Une mode : aider son« lointain »

Alors pourquoi s’entraider dans un milieu privilégié ? N’est-ce pas absurde, quand on voit le nombre de « vrais » pauvres à aider ? N’est-ce pas désuet ? La mode n’est-elle pas d’aller faire de l’humanitaire dans les pays en voie de développement ? Ou d’aider les personnes de la rue ? Ou encore de se consacrer aux banlieues françaises ? Bref, s’il y a un impératif aujourd’hui, c’est d’aller servir le prochain, oui mais surtout quand il est loin.

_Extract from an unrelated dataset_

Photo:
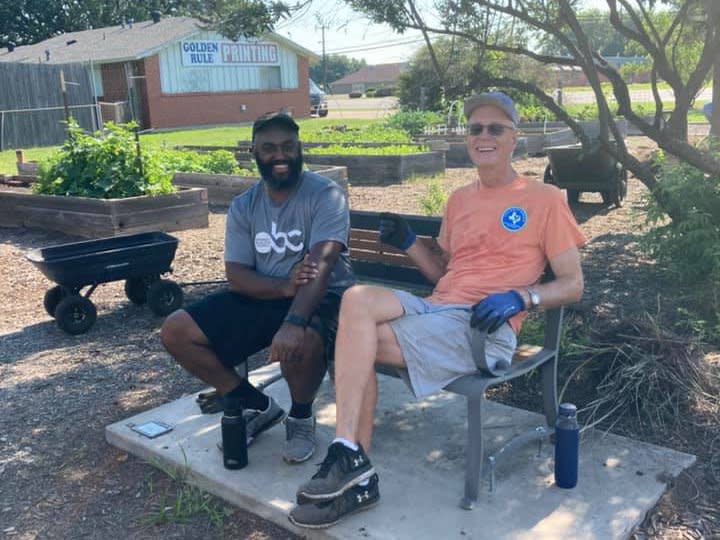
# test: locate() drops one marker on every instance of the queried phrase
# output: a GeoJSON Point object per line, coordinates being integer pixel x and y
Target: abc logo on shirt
{"type": "Point", "coordinates": [278, 242]}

Certes quand ce désir est une véritable vocation et un don authentique de sa personne, il est admirable. Mais sa tendance à devenir un effet de mode nous invite à réfléchir : aider son « lointain », n’est-ce pas parfois une quête d’exotisme ? Ou un besoin de se donner bonne conscience en restant focalisé sur la grande misère lointaine pour éviter d’affronter les pauvretés plus immédiates de nos familles?

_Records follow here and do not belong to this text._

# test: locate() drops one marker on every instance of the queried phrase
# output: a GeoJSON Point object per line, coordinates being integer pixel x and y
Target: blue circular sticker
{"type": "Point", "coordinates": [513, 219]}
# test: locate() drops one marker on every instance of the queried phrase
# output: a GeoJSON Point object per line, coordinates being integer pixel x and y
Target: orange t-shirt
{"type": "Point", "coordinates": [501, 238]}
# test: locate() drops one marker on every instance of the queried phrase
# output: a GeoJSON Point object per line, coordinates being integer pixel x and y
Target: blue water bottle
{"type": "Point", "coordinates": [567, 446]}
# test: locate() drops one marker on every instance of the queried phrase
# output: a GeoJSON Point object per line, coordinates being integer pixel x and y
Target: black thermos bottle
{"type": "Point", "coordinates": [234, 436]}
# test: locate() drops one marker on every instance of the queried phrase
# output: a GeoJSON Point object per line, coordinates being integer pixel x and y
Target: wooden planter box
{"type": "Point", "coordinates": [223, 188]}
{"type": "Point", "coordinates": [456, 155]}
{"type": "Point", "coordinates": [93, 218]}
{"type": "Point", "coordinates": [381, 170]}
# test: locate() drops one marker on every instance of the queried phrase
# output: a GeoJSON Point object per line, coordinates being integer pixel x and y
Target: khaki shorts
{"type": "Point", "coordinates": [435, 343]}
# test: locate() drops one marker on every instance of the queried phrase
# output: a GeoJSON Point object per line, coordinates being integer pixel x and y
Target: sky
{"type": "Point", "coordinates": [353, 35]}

L’entraide, une exigence de la vie chrétienne

Or, l’entraide dans notre milieu est d’abord une exigence de la vie chrétienne : ce qui nous a été demandé par le Christ, c’est de servir notre prochain, c’est-à-dire celui qui nous est immédiatement proche. Nul besoin d’aller le chercher au loin : le prochain, c’est mon conjoint, mes enfants, parents, frères et sœurs, membres de ma famille. Ce sont mes amis, voisins, collègues mais aussi ceux qui ont poussé dans la même terre que moi : ma famille proche et lointaine, ainsi que par extension, les membres du milieu qui est le mien. Rappelons qu’un des membres fondateurs eut l’idée de créer l’ANF en rencontrant dans le hall d’une gare un manutentionnaire d’origine noble :orphelin après la guerre de 1914, ruiné par les emprunts russes, ce dernier n’avait eu d’autre avenir que de devenir ouvrier à la SNCF, et sans entraide, il aurait sans doute quitté son milieu d’origine.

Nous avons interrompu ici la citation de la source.